[Python-Dev] Re: PEP 218 (sets); moving set.py to Lib
Guido van Rossum
guido@python.org
Sun, 25 Aug 2002 17:56:46 -0400
[François]
> Allow me some random thoughts. (Aren't they always random, anyway? :-)
Maybe you could contribute some not-so-random code? Words we've got
enough. :-)
> When I saw some of the suggestions on this list for "generating"

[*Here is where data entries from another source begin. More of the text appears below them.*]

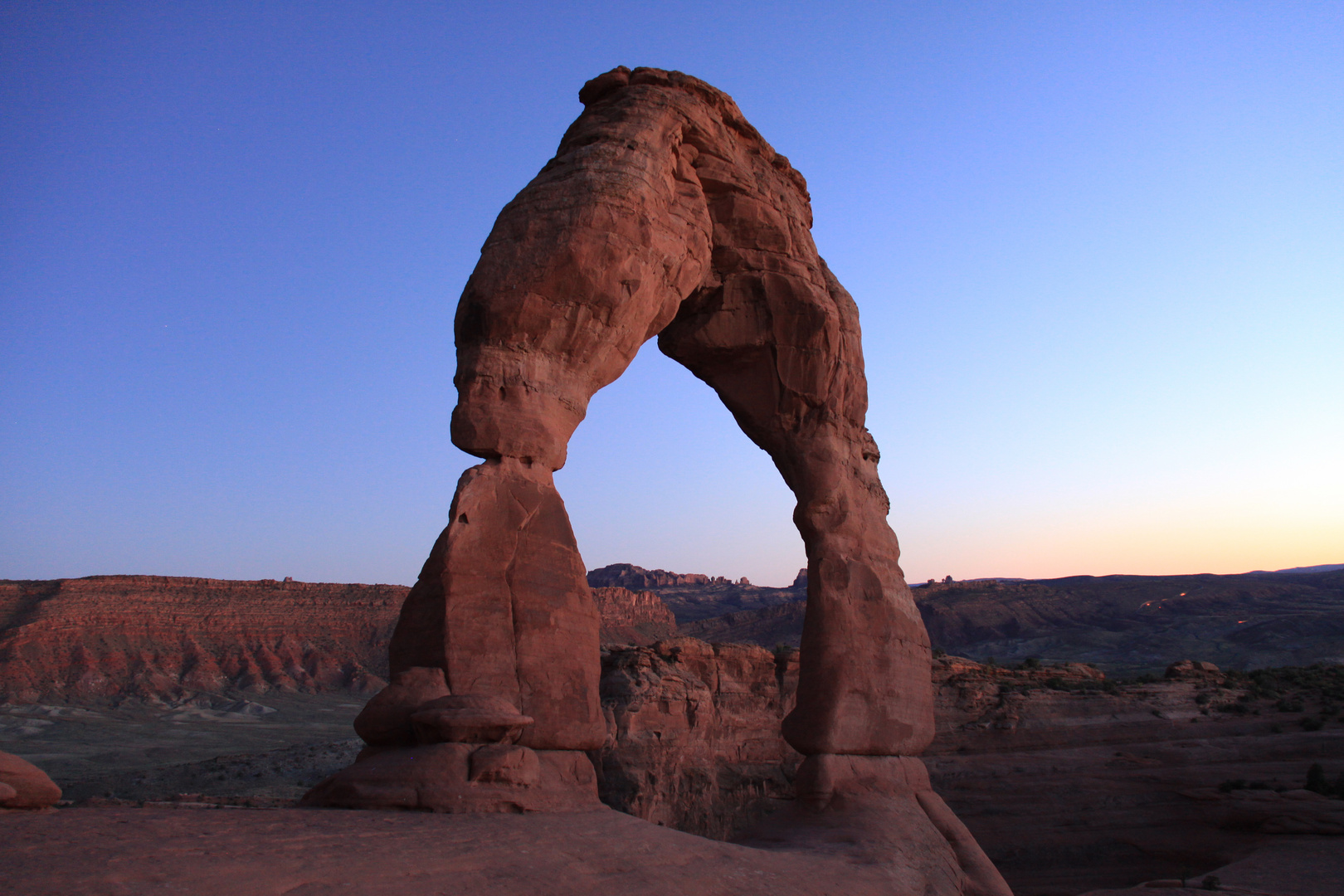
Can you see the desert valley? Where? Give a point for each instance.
(1075, 767)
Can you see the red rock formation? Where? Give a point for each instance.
(166, 638)
(694, 733)
(665, 214)
(633, 618)
(24, 786)
(626, 575)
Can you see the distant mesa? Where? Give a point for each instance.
(626, 575)
(1322, 567)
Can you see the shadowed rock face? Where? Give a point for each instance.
(663, 214)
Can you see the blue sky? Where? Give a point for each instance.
(1097, 247)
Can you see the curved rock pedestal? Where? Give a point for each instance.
(663, 214)
(882, 811)
(455, 777)
(433, 751)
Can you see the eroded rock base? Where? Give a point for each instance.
(882, 811)
(460, 778)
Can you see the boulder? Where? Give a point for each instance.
(23, 785)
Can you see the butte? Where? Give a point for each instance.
(663, 214)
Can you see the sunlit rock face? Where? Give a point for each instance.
(665, 214)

> elements of a cartesian product, despite sometimes elegant, I
> thought "Too much done, too soon.". But the truth is that I did not
> give the thing a serious try, I'm not sure I would be able to offer
> anything better.
>
> One nice thing, with a dict or a set, is that we can quickly access
> how many entries there are in there. Is there some internal way to
> efficiently fetch the N'th element, from the order in which the keys
> would be naturally listed? If not, one could always pay some extra
> temporary memory to build a list of these keys first. If you have
> to "generate" a cartesian product for N sets, you could set up a
> compound counter as a list of N indices, the K'th meant to run from
> 0 up to the cardinality C[K] of the K'th set, and devise simple
> recipes to yield the element of the product represented by the
> counter, and to bump it. Moreover, it would be trivial to equip
> this generator with a `__len__' function able to predict the
> cardinality CCC of the whole result, and quite easy being able to
> transform any KKK between 0 and NNN into an equivalent compound
> counter, and from there, access any member of the cartesian product
> at constant speed, without generating it all.
Since the user can easily multiply the length of the input sets
together, what's the importance of the __len__?
And what's the use case for randomly accessing the members of a
cartesian product? IMO, the Cartesian product is mostly useful for
abstract matehematical though, not for solving actual programming
problems.
> All the above is pretty simple, and meant to introduce a few
> suggestions that might solve once and for all, if we could do it
> well enough, a re-occurring request on the Python list about how to
> produce permutations and al. We might try to rewrite the recipes
> behind a "generating" cartesian product of many sets, illustrated
> above, into a similar generating function able to produce all
> permutations of a single set. So let's say:
>
> Set([1, 2, 3]).permutations()
>
> would lazily produce the equivalent of:
>
> Set([(1, 2, 3), (1, 3, 2), (2, 1, 3), (2, 3, 1), (3, 1, 2), (3, 2, 1)])
>
> That generator could offer a `__len__' function predicting the
> cardinality CCC of the result, and some trickery could be used to
> map integers from 0 to CCC into various permutations. Once on the
> road, it would be worth offering combinations and arrangements just
> as well, and maybe also offering the "power" set, I mean here the
> set of all subsets of a given set, all with predictable cardinality
> and constant speed access to any member by index.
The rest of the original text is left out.